Not lashings and lashings of corn syrup style horror movie blood oozing out of a big breasted victim as she writhes around making curiously sexual sounds. Not sexy vampire I’ll-suck-the-life-out-of-you-so-we-can-live-together-forever-drinking-other-peoples-blood blood. I’m talking about menstrual blood. The period. The blood nobody wants to talk about. The blood that creates life. The blood that can bring on a sigh of relief or cry of sorrow depending on your stance.

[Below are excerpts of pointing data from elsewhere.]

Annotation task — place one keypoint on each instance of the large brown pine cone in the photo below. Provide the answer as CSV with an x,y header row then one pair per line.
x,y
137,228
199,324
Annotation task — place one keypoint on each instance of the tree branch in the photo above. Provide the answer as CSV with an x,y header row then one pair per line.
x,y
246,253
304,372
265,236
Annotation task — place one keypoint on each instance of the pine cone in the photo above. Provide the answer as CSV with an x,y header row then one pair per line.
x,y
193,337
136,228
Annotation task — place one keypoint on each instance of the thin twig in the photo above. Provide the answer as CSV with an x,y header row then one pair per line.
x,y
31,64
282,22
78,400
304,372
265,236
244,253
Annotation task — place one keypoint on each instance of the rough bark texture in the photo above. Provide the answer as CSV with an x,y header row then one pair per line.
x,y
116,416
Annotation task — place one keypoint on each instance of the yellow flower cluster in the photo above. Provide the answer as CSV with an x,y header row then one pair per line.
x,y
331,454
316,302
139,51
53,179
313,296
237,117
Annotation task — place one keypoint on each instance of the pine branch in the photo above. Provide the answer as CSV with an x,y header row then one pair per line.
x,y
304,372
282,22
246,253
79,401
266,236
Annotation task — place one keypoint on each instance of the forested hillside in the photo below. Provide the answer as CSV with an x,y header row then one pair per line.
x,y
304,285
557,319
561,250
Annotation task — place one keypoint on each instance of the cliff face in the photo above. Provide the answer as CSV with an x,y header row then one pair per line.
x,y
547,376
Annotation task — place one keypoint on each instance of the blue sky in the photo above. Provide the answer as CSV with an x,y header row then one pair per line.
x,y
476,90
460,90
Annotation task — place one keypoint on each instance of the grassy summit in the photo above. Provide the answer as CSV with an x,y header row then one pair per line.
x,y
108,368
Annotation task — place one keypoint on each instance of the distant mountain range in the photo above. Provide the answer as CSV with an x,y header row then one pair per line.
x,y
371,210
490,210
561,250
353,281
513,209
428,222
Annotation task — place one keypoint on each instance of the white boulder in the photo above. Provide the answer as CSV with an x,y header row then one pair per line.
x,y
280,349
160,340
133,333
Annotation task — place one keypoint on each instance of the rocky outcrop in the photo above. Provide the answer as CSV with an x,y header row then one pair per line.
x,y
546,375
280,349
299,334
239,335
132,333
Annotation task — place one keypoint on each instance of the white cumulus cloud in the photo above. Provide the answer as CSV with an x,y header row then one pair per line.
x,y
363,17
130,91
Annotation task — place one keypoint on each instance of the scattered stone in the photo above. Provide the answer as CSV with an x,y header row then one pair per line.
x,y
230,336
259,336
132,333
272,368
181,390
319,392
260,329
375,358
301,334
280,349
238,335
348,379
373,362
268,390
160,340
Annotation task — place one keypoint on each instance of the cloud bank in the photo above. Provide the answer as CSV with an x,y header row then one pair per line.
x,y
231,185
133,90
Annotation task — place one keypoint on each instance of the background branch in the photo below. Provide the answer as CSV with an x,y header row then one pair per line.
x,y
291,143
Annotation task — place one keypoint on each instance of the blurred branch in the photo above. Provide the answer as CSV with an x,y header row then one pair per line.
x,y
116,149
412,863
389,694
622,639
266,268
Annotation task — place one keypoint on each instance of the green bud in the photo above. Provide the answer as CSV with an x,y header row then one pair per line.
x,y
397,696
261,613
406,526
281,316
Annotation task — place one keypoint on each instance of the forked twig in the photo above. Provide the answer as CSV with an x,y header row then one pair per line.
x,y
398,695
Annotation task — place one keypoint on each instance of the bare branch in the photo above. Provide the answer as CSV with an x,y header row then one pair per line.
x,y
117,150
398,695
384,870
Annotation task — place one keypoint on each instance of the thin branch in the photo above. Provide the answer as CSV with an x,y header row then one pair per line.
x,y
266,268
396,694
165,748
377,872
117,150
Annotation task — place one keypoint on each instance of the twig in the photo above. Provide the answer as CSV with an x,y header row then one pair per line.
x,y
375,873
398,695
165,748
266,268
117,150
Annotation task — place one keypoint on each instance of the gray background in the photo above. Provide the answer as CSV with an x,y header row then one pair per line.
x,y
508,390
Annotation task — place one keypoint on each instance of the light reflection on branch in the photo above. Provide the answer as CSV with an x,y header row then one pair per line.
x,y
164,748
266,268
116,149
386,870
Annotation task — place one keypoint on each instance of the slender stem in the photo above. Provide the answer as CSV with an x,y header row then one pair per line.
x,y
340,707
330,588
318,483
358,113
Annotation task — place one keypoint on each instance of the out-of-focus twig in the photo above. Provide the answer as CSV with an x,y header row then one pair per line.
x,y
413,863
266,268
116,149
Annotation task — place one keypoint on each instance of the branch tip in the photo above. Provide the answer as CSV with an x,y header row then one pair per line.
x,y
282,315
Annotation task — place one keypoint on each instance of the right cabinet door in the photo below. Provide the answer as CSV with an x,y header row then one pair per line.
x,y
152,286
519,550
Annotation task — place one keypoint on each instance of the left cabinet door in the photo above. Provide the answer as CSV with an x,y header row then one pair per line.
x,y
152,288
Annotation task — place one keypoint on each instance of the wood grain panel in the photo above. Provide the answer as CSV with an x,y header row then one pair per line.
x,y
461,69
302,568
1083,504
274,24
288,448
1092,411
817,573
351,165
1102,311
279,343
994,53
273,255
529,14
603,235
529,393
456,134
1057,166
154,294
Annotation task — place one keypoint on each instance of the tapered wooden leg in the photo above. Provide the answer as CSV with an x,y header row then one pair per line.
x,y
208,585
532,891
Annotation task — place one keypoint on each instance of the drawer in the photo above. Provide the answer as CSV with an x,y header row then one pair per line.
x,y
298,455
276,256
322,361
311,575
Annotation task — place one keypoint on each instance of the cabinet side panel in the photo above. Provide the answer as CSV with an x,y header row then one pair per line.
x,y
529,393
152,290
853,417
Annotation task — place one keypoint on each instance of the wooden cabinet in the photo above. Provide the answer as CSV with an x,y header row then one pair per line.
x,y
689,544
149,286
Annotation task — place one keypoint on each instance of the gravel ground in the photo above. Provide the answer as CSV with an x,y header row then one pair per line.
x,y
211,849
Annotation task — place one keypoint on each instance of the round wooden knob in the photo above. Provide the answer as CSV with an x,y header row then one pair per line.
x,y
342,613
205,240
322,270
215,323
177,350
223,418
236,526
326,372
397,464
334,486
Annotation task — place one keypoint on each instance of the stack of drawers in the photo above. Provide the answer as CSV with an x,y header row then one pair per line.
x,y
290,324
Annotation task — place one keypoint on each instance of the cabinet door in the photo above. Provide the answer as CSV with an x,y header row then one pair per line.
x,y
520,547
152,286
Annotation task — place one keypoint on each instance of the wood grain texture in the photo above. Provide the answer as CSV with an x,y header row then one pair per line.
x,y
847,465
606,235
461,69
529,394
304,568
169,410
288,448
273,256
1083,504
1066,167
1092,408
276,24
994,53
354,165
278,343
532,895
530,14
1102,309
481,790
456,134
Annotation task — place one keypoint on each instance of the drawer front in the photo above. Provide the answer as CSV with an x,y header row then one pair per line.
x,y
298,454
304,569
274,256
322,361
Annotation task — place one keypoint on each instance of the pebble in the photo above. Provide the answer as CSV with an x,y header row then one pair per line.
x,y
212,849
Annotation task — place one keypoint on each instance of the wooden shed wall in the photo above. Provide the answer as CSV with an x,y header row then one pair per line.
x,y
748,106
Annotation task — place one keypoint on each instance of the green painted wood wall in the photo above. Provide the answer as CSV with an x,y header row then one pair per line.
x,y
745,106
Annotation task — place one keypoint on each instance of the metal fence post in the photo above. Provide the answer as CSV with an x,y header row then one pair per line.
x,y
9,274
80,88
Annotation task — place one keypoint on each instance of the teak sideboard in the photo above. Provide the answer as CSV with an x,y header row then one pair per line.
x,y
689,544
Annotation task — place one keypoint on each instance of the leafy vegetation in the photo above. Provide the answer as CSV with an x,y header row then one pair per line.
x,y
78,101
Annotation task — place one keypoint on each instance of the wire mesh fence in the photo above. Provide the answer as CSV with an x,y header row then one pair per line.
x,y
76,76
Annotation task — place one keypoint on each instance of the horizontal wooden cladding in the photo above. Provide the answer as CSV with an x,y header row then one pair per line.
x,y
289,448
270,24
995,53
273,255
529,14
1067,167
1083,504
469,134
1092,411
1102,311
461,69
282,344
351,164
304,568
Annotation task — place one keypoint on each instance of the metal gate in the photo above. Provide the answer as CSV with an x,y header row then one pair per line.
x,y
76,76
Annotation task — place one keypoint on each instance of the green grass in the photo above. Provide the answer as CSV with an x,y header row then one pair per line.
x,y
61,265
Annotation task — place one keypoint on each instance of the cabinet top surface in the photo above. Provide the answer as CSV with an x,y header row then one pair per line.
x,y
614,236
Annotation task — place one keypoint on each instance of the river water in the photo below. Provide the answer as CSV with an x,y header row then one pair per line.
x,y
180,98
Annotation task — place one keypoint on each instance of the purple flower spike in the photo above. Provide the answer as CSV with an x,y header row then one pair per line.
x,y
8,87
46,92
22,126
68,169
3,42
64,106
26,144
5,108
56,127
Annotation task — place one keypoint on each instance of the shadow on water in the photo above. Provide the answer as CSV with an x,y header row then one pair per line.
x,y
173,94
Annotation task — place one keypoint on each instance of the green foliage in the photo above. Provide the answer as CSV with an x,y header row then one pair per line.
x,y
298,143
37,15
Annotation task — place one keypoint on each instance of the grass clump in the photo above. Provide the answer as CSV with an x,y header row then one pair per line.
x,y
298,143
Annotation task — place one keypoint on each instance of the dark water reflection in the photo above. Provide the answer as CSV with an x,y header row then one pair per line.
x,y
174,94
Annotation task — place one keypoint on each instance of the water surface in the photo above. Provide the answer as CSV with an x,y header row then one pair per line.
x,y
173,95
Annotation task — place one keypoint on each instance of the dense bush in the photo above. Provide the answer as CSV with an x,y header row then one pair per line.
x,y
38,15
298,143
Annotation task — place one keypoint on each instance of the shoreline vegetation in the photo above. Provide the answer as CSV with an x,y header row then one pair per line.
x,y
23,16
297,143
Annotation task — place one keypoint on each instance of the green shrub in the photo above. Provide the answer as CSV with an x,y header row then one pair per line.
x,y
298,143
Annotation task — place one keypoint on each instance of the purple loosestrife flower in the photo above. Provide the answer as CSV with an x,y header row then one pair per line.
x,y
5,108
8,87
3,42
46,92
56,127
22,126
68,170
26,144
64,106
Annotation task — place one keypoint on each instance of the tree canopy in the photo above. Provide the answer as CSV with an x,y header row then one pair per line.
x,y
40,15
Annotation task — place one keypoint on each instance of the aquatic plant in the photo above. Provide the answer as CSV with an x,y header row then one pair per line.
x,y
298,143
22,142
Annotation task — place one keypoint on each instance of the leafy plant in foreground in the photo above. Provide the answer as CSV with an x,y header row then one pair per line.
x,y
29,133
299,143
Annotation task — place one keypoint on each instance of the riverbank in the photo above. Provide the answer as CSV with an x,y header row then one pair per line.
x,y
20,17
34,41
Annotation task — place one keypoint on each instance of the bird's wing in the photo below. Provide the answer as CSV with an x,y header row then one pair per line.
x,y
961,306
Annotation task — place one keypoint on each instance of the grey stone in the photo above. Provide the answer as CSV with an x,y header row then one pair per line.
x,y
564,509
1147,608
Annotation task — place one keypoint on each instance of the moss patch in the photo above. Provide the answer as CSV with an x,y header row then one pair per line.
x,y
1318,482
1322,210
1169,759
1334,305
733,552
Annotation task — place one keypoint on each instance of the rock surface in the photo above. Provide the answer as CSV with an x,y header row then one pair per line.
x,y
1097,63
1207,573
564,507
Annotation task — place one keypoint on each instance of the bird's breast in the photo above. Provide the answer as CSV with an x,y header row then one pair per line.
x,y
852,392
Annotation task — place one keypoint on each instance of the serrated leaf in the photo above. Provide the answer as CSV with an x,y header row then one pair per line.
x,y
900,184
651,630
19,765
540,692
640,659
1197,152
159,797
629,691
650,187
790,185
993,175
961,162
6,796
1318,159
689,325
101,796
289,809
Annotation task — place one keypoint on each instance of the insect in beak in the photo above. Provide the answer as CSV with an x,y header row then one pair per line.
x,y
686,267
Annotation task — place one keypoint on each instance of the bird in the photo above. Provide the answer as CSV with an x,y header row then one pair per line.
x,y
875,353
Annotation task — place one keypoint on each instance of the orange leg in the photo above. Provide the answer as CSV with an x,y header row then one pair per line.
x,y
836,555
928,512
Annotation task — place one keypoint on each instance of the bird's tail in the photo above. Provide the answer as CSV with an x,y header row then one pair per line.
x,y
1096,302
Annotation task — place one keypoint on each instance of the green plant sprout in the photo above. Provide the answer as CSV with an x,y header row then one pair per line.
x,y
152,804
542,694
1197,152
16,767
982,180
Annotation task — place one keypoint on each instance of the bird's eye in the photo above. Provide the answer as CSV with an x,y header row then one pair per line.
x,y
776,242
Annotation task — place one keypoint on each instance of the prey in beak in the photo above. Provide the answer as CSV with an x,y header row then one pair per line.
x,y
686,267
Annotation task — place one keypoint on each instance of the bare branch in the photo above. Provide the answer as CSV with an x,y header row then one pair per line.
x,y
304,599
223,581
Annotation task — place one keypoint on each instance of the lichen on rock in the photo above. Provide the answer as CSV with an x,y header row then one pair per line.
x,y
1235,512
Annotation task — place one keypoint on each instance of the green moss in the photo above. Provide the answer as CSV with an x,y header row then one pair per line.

Just over a year ago I bought myself a moon cup also known as a lunar cup or menstrual cup. It is exactly as it sounds. A silicone cervix shaped cup that you stick up your muff when it’s your time of the month and catches the blood coming out of your foo-foo meaning no need for tampons or sanitary towels. When it’s full or whenever you feel like it you can take it out, empty it, rinse it and stick it back up there. Every three months you sterilise it in a pan of boiling water and you carry on like this for ten years or so or whatever the manufacturers guidelines state. When it’s not your time you just keep it in a little cotton bag so it stays clean and just remember to keep it with you when you’re expecting your ‘friend’.
I was so happy with this new discovery. Not only do I find it more comfortable than any other sanitary product ever (not surprising as it’s made of silicone so moulds to your body instead of toughening up as it fills like a tampon) but it’s cheaper in the long run at £20 a pop and way more environmentally friendly as you only need one. Also fuck you tampon tax!
As I started to get used to using it I began to feel more connected to my body, more aware of what was going on inside of me and more matter of fact about the fact that there is blood coming out of me. Using the moon cup felt more like an admission and acceptance of what my body does naturally as opposed to ignoring it, resisting it or plugging it up. Typically we feel embarrassed buying tampons and as teenagers particularly we are ashamed that we have our periods at all. Some people even refer to it as ‘the curse’.
I couldn’t wait to tell my friends about it. When I meet another moon cup user I get visibly excited. I have found this new gadget empowering; not a word we would always associate with menstruation.
But why not? If it wasn’t for our periods there wouldn’t be any people. We are the givers of life. We are the key to creation. Why are we ashamed of this? This power is immense, miraculous and not something we should ever be ashamed of. But we are. In our ever so human way we have found a way to focus on the negative in the situation as opposed to the positive. Our menstrual blood means the continuation of the human species but we would rather focus on the ick factor.
Now I’m not saying I want to go dancing naked in the woods and start drinking my own period blood but why has no one ever told me about this moon cup before? Why am I only hearing about it now in my thirties? Why are we polluting our dying planet (and precious bodies) with an endless supply of blood soaked chemically treated cotton wool mice when we could just be washing the blood away?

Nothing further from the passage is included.